When I used to take a long trip I would carefully pick a few CD's to listen to.  Because I could only take so many I would listen to the same recordings over and over.  This repetition firmly put the sounds from these recordings in my head.  With the Ipod I am less likely to listen with as much repetition because I have so many choices.
Also listening is less of an event.  We pay less attention to what we listen to because it is so easy to have music constantly playing.  Of course live music will always be the best way to absorb music but in the age of CD's, cassettes and records it took more effort to change what you were listening to.  Now with the Ipod just scroll with your fingers and you have made a switch. 
And youtube?

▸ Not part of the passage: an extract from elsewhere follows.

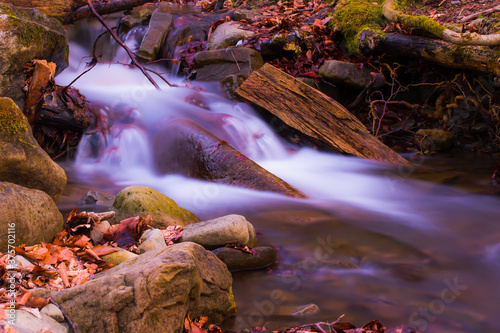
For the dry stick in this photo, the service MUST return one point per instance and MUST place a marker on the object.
(484, 12)
(118, 40)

When I ask a student to listen to a particular piece they are more likely to find what the youtube search engine comes up with rather than the ensemble or soloist I am trying to get them to listen to.  The importance of the quality of the performance and the quality of the performer becomes less important.  I have even had students, after some small form of the Spanish Inquisition, confess that they listened to some other students senior recital at Middle of Nowhere Music Technical College as their reference for a piece.  Did this happen with CD's before?  Of course it did.  But not as much.  Bad recordings were a bit harder to find in comparison to the amount that you can now easily find on the web.